Akongnwi said he shared the information with his brother’s wife and others in the family, and they all agreed Abienwi should be maintained on life support until a relative could be by his side.

“The family spoke and said, ‘We believe in miracles. It has happened to other families, why not ours?’ ” Akongnwi said. During the next call with ICE, “I made clear that he should remain like that and the family would decide if we want to take him off that machine or not.”

report released by ICE detailed what happened next.

On Oct. 1, at 12:05 p.m., two doctors analyzed Abienwi’s examination results, concluding they “were consistent with brain death and pronounced him dead.” Thirty minutes later, Abienwi’s family was notified, according to the report. Two hours later, hospital staff “discontinued Mr. Abienwi’s ventilator support,” the report said.

Akongnwi, who was in the process of submitting his passport information to U.S. officials and planning to fly to California, said he was never informed that his brother was taken off life support. He said he learned of that decision only when contacted by a reporter who shared ICE’s summary of the case.

“They said, ‘It’s very unfortunate, but your brother didn’t make it,’ ” he said. 

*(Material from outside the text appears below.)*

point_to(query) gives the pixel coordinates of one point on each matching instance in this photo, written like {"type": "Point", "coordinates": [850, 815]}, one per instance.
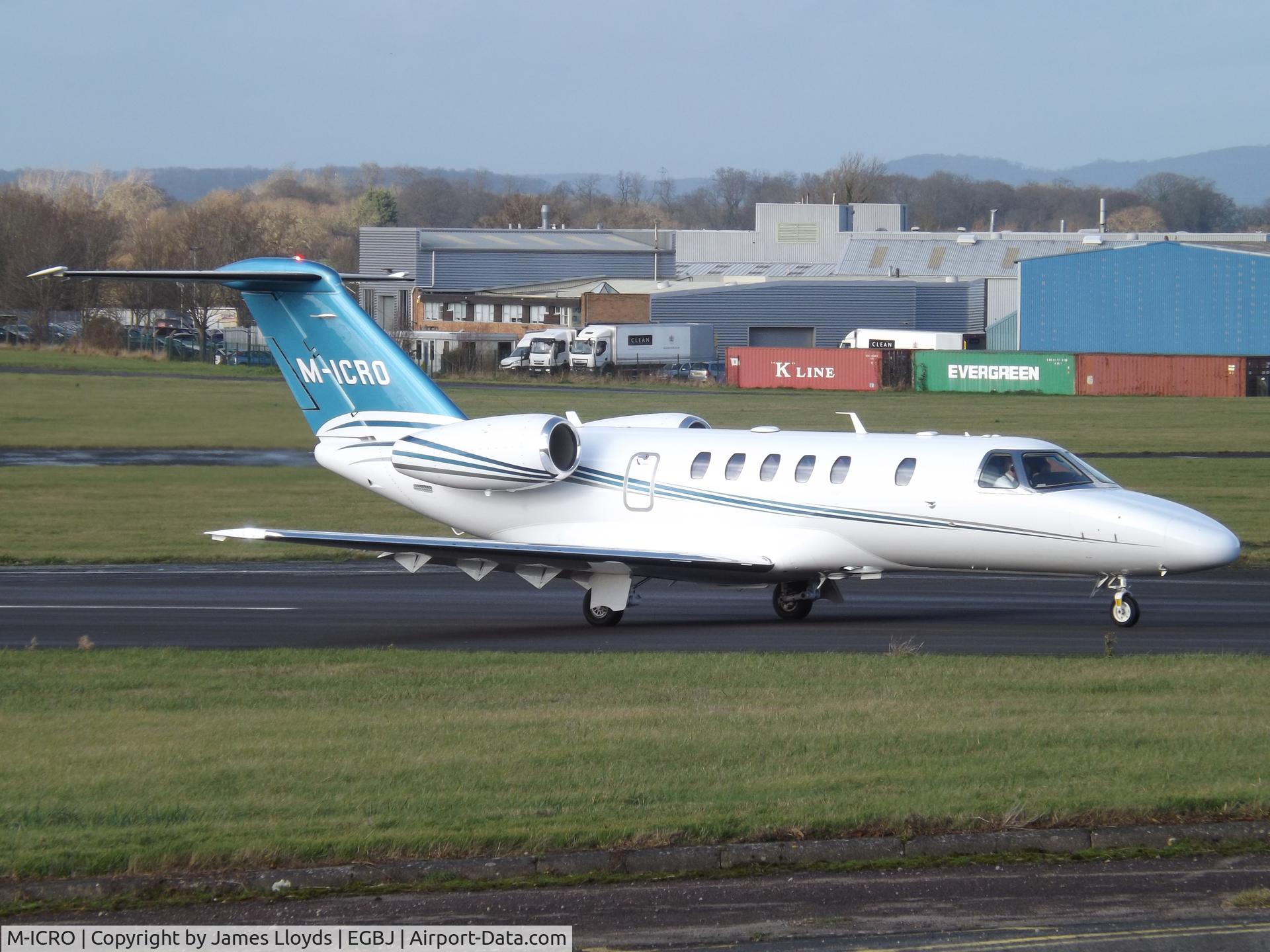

Sadly, this isn’t the first time this migrant detention center has been accused of substandard care.

The Otay Mesa facility, which is owned and operated by the private company CoreCivic, has been accused of not adequately addressing detainees’ health issues in the past. In February, more than 70 detainees in the facility signed a letter saying they had experienced racism and medical neglect at the facility.

The internal ICE report regarding Abienwi’s death shows that Abienwi, who’d already suffered from hypertension before being put in ICE custody, fell off his bunk bed on Sept. 26. After the fall, he appeared to be confused and sweating, and had difficulty moving his left arm and leg, the report says. Doctors initially concluded that he was fine, aside from having elevated blood pressure, but a subsequent exam found that he was suffering from internal bleeding.